The recipe required the bird being held aloft after one stage of the cooking process and then be bathed with smoking hot oil! Another recipe suggested that I hang the cooked bird at a window to really dry out the skin so that I can then crisp it in the oven. If I hang a cooked chicken at a window, the birds would have a feast.
On another occasion, I wanted to recreate the chicken feet dish that I always have at dim sum wherever I go. When I learnt that I would have to deep fry the chicken feet that angrily spit hot oil while cooking, I immediately abandoned the idea. A friend warned, “There won’t be anywhere far enough for you to run.” It’s not just the danger of being burnt but the recipe for this dim sum chicken feet requires 2 days of preparation and more than one type of cooking. As much as I’d like to have this dish at home whenever I felt like it, I am very happy to only have it at dim sum sans burns, scars and massive oil-spatter clean up.
I’ve spoken at length here about Chinese food but there are many other cuisines with dishes that are not easy to recreate at home. We go to restaurants and want to lick the plates because the sauce was so good. Ah but we don’t realize that they used veal stock instead of water or that the sauce was finished with a lot of butter to give it that velvety, silky, creamy look and taste. The pasta was handmade the same day; the lamb braised overnight, the gulab jamun flavoured with cardamom and fragranced with rosewater was allowed to languish in the sweet syrup for hours and is ideally made a day head.

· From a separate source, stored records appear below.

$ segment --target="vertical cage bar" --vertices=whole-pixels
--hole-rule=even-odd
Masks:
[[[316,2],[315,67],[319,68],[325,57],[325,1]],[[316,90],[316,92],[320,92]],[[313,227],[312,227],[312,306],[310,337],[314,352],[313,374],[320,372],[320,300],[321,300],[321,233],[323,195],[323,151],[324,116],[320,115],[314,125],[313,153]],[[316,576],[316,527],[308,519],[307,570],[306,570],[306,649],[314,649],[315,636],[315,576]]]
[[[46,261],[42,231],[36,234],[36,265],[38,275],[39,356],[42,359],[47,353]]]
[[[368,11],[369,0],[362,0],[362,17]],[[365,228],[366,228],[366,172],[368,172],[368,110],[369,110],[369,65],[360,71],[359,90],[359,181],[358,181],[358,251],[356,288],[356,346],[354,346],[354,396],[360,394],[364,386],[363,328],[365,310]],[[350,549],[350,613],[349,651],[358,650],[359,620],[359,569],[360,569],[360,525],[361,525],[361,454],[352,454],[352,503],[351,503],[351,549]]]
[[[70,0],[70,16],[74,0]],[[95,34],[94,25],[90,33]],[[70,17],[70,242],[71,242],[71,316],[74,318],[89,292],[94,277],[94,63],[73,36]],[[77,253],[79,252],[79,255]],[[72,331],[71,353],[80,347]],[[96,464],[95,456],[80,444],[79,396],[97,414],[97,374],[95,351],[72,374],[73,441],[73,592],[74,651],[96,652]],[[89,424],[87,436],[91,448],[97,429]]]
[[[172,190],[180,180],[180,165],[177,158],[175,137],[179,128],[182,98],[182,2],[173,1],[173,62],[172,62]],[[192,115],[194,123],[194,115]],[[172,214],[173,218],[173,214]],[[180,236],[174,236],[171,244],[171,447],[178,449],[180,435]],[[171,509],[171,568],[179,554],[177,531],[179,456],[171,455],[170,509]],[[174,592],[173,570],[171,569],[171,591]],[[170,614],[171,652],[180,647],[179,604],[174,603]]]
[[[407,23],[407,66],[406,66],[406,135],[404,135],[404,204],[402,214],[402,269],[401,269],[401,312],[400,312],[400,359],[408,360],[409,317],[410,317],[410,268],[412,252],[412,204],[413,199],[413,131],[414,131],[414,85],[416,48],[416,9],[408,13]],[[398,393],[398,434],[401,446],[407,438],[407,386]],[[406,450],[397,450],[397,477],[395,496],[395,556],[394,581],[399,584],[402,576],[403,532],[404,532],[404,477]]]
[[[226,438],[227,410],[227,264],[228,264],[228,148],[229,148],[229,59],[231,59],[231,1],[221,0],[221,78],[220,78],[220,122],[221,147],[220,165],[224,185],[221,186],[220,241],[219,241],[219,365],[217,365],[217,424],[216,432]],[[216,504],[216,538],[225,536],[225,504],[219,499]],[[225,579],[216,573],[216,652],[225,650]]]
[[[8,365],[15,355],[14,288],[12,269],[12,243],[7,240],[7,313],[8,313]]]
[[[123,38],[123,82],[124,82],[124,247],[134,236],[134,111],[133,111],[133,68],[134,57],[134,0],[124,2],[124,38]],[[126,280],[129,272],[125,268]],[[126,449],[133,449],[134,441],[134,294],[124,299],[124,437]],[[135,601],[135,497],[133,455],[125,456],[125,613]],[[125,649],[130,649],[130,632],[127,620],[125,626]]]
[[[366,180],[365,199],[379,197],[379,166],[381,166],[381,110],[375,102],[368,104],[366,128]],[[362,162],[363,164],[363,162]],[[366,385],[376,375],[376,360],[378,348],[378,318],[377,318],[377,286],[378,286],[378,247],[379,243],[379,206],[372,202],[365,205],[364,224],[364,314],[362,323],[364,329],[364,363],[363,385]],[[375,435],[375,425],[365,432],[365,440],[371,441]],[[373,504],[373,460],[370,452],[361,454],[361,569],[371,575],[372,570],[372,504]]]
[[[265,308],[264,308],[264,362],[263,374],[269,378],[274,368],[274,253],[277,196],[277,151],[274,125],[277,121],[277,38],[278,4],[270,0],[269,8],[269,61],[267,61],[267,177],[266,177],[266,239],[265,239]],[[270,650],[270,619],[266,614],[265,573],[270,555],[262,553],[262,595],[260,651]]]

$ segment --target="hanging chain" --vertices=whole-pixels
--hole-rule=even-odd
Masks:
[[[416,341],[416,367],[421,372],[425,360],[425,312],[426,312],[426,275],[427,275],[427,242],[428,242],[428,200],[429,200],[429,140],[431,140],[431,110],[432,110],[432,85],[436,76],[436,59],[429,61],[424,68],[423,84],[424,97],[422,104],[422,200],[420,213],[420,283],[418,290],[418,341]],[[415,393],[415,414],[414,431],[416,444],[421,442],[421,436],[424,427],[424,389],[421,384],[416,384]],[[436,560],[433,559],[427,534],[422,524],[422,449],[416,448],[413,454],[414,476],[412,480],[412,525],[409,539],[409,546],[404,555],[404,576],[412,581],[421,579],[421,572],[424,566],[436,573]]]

In closing, I advised Lily to embrace the excellent food she makes. Go to restaurants and enjoy the food they make, the way you like it. Come home and make your versions, trying to get as close as you can to the real thing. It’s what I do. And who knows, maybe you’ll end up liking your version better or even creating an altogether new dish! Bear in mind also that restaurants can only attempt to make top-notch home-cooked food. They have their ways and we have ours.